Um mundo em mudança (7)
AS CAIXAS QUE MUDARAM O MUNDO
São incontáveis as vezes que ouvi a expressão “a caixa que mudou o mundo”, que sempre me deixou meio incomodado, sem saber bem porquê. Contam os mais velhos que as estrelas de cinema actuais nada têm a ver com as do passado. O cinema perdeu o seu glamour quando quebrou-se o seu monopólio de “sedução” para as grandes massas. Apesar dos orçamentos por filme terem aumentado continuamente, os meios técnicos à disposição serem incomparavelmente superiores, tal não serviu para manter o poder de fascínio do passado. A culpa é da concorrência, e a que deu mais luta e ganhou a batalha foi a movida pela televisão.
A televisão tentou criar as suas estrelas, e de certa forma conseguiu-o enquanto as estações eram poucas. Com a multiplicação de canais, e o aparecimento do cabo, a pulverização dos públicos deu origem a uma batalha pelas audiências, em que se luta momento a momento pelo share de um determinado programa. Assumia-se que, para o melhor e para o pior, a televisão tinha chegado para ficar e mudar os hábitos das pessoas para sempre. A TV poderia mostrar em qualquer aldeia isolada lugares nunca vistos, imagens da Lua, provocações sexuais, hábitos diferentes. A televisão teve mais recentemente a sua imagem amaldiçoada, acusada de provocar a violência e quase todos os males da sociedade.
A grande ilusão da televisão foi a de nos ter convencido que nos dava algo realmente novo.
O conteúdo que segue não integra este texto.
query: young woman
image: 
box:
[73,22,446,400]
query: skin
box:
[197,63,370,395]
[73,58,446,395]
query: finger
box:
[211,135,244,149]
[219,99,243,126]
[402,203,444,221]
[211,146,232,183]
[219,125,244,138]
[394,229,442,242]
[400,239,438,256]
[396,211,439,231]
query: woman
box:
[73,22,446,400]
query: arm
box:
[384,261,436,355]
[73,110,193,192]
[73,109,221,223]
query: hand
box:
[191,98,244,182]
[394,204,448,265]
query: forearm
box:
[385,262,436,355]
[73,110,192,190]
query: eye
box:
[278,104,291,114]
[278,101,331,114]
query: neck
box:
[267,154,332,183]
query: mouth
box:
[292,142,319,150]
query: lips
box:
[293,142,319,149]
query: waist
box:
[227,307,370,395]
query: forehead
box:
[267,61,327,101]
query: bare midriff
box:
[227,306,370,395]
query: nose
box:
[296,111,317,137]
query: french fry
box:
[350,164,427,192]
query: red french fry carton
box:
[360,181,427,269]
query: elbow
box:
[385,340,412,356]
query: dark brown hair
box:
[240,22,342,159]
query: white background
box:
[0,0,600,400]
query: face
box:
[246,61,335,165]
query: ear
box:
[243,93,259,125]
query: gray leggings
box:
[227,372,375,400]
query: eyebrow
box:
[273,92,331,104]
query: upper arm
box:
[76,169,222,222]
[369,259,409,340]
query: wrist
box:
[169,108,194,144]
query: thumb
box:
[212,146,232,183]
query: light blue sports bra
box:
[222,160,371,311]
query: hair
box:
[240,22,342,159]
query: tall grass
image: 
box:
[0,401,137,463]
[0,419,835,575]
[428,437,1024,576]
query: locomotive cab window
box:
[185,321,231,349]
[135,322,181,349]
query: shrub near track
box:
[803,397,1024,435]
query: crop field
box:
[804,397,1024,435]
Isto porque um aspecto do fenómeno nunca foi posto em causa, que é o de quem fornece os conteúdos. Neste aspecto, a TV manteve a mesma tradição dos livros, cinema, teatro, ópera e outras manifestações culturais, em que os espectadores eram essencialmente passivos (no máximo, atentos). Independentemente da qualidade dos programas, o conteúdo da programação é algo que o espectador tem de aceitar. Nos últimos anos, o peso dos espectadores aumentou consideravelmente, com a programação bastante influenciada pelas audiências e com o aparecimento de programas baseados em pessoas comuns. Revoltaram-se os arautos da desgraça, anunciando que se tratava de mais uma machadada nos valores e na dignidade da pessoa.
Mais uma vez, foi a ilusão de que haveria algo de fundamentalmente novo. Contudo, o espectador individual ainda “tem” de ver aquilo que lhe dita a maioria, continua a ser essencialmente passivo. Enquanto isso, milhões de conteúdos iam florescendo e sendo colocados numa extensa rede de computadores mundial, da qual a internet é a mais significativa em termos de peso. Pela primeira vez, qualquer pessoa pode ser um fornecedor de conteúdos para qualquer outra pessoa, em qualquer parte do mundo. Tal deu origem a uma comunidade de desconhecidos caótica, sem margens definidas, que necessitou algum tempo de habituação até surgirem novos padrões reconhecíveis.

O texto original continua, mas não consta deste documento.